Pathogenesis (disease development)
Leishmaniasis is caused by the different species of Leishmania. These have a two-part developmental cycle, one part of which occurs in the female vector mosquito, the sandfly or butterfly mosquito (phlebotome), and the other in humans.
In the blood of the biting insect, the approximately 10-15 µm long, flagellated parasites develop and multiply (promastigote form) and subsequently migrate into the insect’s proboscis. Usually, the pathogen is destroyed at the site of inoculation (site of pathogen entry) by the host’s cellular immune response. When the affected person’s immune system is weakened, the Leishmania proliferate in the macrophages (“scavenger cells”) and monocytes (belong to the white blood cell group; cells of the immune system and precursors of macrophages) of the skin. The promastigote forms transform into amastigotes. These are unflagellated. After multiplication, the parasites destroy the cell membrane and spread hematogenously (by blood) throughout the organism. In visceral leishmaniasis, the leishmania enter the lymph nodes, spleen, liver, and bone marrow.

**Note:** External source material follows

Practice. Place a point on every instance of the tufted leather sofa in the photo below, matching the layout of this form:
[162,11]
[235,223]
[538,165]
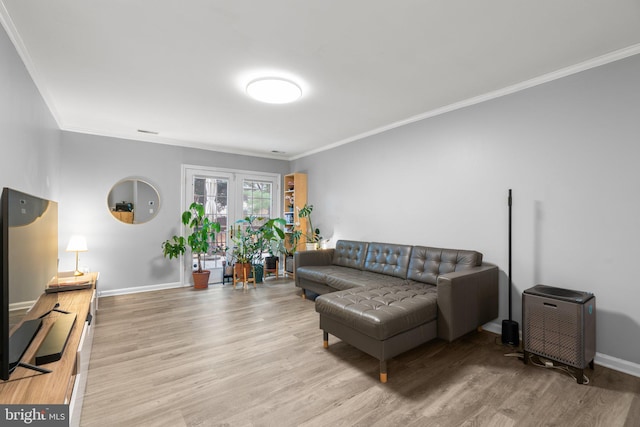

Old World leishmania include: L. tropica major, L. tropica minor, L. donovani, L. donovani infantum, L. archibaldi; those of the New World include: L. brasiliensis, L. mexican – mexicana, L. mexicana – pifanoi.
Etiology (causes)
Behavioral causes
- Inadequate protection against mosquito bites in endemic areas of leishmaniasis (tropics, subtropics).
- Bringing infected animals such as dogs from endemic areas.
Other causes
- Airport leishmaniasis – infection on the plane or at the airport by imported mosquitoes.
- Baggage leishmaniasis – infection by mosquitoes from airline luggage.
- Very rarely, transmission can occur through organ or blood donations.
- Diaplacental infection from mother to unborn child is possible.